Geneva - Saudi Crown Prince Mohammed bin Salman and other senior Saudi officials should be investigated over the killing of dissident journalist Jamal Khashoggi, a UN rights expert has concluded on Wednesday, citing "credible evidence."
Khashoggi, a Washington Post columnist and critic of the crown prince, was allegedly murdered and dismembered by Saudi operatives in the Saudi consulate in Istanbul in early October.
Agnes Callamard, the UN special rapporteur on extrajudicial killings, said in her report that the case must be viewed in the context of detentions and torture of other journalists and activists in recent years.
"At a bare minimum, [the] Crown Prince condoned this behavior and allowed the repetition and escalation of these crimes," Callamard wrote about the royal who is seen as the de-facto ruler of his country.

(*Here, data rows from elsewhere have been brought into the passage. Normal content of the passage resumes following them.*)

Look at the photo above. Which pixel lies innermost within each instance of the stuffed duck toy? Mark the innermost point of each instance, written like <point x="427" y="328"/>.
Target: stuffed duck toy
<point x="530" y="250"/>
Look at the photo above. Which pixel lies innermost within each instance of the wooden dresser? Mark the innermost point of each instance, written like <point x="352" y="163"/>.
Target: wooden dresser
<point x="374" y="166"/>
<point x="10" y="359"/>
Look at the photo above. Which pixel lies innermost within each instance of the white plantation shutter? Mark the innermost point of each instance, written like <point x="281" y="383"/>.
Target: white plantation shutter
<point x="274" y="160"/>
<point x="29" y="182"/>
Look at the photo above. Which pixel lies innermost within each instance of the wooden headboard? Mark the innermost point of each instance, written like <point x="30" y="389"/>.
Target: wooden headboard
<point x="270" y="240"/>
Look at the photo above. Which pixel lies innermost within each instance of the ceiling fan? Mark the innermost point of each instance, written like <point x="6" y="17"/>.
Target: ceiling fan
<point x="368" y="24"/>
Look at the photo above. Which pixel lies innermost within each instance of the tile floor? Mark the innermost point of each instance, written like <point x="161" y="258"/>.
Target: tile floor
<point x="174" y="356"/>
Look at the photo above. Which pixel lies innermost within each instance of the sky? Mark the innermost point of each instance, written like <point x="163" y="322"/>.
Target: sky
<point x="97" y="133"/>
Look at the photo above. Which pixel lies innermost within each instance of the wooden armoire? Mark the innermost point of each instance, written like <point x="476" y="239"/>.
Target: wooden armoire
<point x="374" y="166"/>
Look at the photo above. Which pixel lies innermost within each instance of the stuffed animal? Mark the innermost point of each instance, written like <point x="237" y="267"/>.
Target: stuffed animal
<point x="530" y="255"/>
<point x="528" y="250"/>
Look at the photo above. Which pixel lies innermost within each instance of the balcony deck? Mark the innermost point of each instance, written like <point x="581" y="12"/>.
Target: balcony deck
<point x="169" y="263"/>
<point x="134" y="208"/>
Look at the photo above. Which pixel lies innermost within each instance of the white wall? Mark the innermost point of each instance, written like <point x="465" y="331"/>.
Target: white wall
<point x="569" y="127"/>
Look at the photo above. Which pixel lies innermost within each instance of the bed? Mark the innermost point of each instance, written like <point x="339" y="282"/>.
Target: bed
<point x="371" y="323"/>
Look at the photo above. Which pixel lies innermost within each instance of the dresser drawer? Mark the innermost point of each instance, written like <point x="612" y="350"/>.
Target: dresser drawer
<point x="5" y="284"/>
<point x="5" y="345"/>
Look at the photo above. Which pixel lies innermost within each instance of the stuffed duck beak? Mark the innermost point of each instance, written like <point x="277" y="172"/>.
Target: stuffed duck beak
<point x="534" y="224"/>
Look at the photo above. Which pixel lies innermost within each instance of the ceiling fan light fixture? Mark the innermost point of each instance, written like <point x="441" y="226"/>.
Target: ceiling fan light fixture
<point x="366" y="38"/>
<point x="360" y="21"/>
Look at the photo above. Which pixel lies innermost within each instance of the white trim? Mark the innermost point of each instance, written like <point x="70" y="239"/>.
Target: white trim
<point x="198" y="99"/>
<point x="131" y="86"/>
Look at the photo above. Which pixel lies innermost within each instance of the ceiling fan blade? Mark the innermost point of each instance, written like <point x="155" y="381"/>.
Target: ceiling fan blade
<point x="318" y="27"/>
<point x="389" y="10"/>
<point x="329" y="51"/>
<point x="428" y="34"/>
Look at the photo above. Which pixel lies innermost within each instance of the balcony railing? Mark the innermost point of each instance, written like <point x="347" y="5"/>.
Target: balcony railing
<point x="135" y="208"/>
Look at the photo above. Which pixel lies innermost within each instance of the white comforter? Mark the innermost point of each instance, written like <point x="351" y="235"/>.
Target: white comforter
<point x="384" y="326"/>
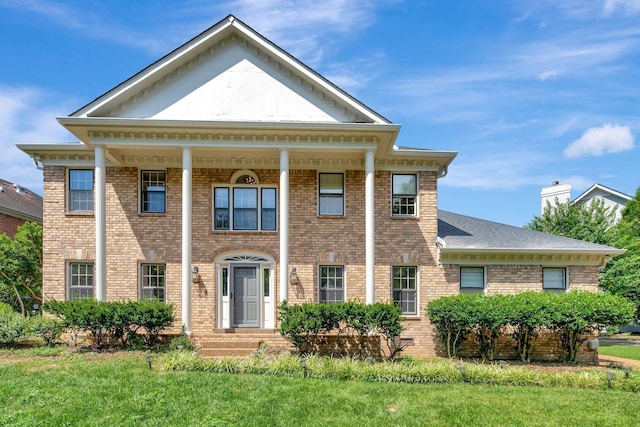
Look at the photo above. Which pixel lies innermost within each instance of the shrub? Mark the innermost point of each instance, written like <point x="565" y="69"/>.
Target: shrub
<point x="528" y="312"/>
<point x="12" y="324"/>
<point x="48" y="329"/>
<point x="301" y="324"/>
<point x="121" y="320"/>
<point x="453" y="320"/>
<point x="577" y="314"/>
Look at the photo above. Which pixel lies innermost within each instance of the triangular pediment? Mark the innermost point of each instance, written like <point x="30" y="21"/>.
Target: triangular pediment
<point x="230" y="73"/>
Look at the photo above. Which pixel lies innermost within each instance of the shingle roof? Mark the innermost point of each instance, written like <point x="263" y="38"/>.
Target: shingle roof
<point x="20" y="202"/>
<point x="464" y="232"/>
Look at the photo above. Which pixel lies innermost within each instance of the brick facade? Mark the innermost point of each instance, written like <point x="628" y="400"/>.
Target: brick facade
<point x="315" y="240"/>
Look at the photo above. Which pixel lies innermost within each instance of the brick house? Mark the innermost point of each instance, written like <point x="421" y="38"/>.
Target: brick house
<point x="227" y="177"/>
<point x="17" y="206"/>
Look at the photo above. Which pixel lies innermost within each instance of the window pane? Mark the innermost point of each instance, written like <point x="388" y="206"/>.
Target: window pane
<point x="404" y="185"/>
<point x="245" y="209"/>
<point x="152" y="282"/>
<point x="472" y="277"/>
<point x="81" y="179"/>
<point x="554" y="278"/>
<point x="404" y="293"/>
<point x="80" y="280"/>
<point x="331" y="183"/>
<point x="153" y="191"/>
<point x="268" y="200"/>
<point x="331" y="284"/>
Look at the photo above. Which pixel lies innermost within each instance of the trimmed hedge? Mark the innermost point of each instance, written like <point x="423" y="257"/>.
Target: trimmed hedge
<point x="303" y="324"/>
<point x="120" y="320"/>
<point x="572" y="316"/>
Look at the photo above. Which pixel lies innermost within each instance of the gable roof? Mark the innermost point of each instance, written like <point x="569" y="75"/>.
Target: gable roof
<point x="599" y="189"/>
<point x="215" y="39"/>
<point x="462" y="237"/>
<point x="20" y="202"/>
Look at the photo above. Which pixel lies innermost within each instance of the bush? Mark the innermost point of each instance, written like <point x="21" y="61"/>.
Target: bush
<point x="454" y="319"/>
<point x="120" y="320"/>
<point x="576" y="314"/>
<point x="49" y="330"/>
<point x="528" y="313"/>
<point x="12" y="324"/>
<point x="302" y="324"/>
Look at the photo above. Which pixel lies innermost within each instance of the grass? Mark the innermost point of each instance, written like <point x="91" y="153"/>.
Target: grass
<point x="105" y="390"/>
<point x="626" y="351"/>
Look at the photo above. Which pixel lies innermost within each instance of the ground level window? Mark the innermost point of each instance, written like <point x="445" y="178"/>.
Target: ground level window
<point x="152" y="282"/>
<point x="472" y="279"/>
<point x="405" y="284"/>
<point x="80" y="280"/>
<point x="554" y="279"/>
<point x="331" y="284"/>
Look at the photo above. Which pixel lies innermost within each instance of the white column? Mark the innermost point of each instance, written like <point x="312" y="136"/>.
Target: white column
<point x="101" y="229"/>
<point x="186" y="239"/>
<point x="284" y="225"/>
<point x="370" y="246"/>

"The Crown Prince willingly took the risk that other crimes, such as the killing of Mr Khashoggi, would be committed, whether or not he directly ordered the specific crime," she added.
Khashoggi was afraid of the prince and his powerful status, she wrote. Various Saudi emissaries tried to convince Khashoggi to return home, but he feared what would happen to him if he did so.
Callamard said every expert she consulted for her report said that Prince Mohammed must at least have been aware of the Khashoggi operation, as it required significant government coordination and resources.
She added that the crown prince revealed that he was closely following the matter in a television interview that he gave shortly after the killing, but before the crime was confirmed.
The destruction of evidence could also not have taken place without his knowledge, she concluded.
The search for justice in this case is not primarily about "finding a smoking gun and the person holding it," Callamard wrote.
Rather, the search is about those who "have abused, or failed to fulfil, the responsibilities of their positions of authority."
Callamard said that countries should claim universal jurisdiction in this case, meaning that suspects could be prosecuted and tried outside Turkey or Saudi Arabia.
In addition, she called on UN Secretary General Antonio Guterres to set up a "follow-up criminal investigation" of the perpetrators and to come up with a mechanism for a tribunal.
Saudi Arabia has started court hearings against 11 defendants, five of them facing the death penalty.
Callamard concluded that neither Saudi Arabia nor Turkey has followed up the case in line with international standards so far.
A joint crime scene investigation by experts from both countries only took place two weeks after the incident, and Turkish officials were only allowed six hours to do their work.
No blood traces were found, pointing to two possibilities, according to Callamard: Either the killing was planned and measures were taken to prevent the spread of fluids; or the crime scene was scrubbed to remove evidence.
Turkish authorities failed to search the residence of the Saudi consul in Istanbul soon enough, and they did not interview this official, Callamard criticized.